Reality and the supernatural merge connecting the three couples. This could have been the weak link in the whole storyline but the author managed to pull it off with considerable aplomb. These were not my most favorite parts of the book but I cannot, in all honesty, find it in my heart to criticize them. I did feel, however, that the jump between events within the same time zone was often a little clumsy. For example, when Angela and Alex suddenly traveled to Florence. It was a surprise and I felt the book skipped on too quickly. However, these incidents did not spoil my overall enjoyment of the book.
There were one or two things which I felt needed clarification. Angela abruptly left the Getty Museum and was thereafter employed by Alex. However, her leaving was not discussed. I wanted to know how it had happened. Another example was when Fioretta lost Guiliana, how did she survive financially? She appeared to suddenly be a very rich independent woman and I thought this should have been explained.
As a point of interest, I believe the author should be congratulated on the title and front cover. Although some will criticise the rather loose Dan Brown connection, I feel this is less important than that of the connection to the Maestro, Leonard Da Vinci. In any case, it will undoubtedly draw interest in the book and that is exactly what an author requires when competing with so many other titles these days. I did not note any grammatical or spelling errors.

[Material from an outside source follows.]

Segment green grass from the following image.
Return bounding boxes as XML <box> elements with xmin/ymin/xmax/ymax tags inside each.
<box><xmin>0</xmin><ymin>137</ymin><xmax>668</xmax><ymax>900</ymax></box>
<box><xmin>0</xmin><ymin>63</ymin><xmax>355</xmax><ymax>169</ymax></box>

This novel is a complex story that has been well crafted with the clever use of three separate time zones. It includes a generous portion of interesting and famous people plus a romantic, culturally rich, country thrown in for good measure. I would like to award this book 4 out of 4 stars. Those with an interest in romance, art, the supernatural, the Italian language and Italy will enjoy this book. Anyone else with an interest in a good plot will also like it!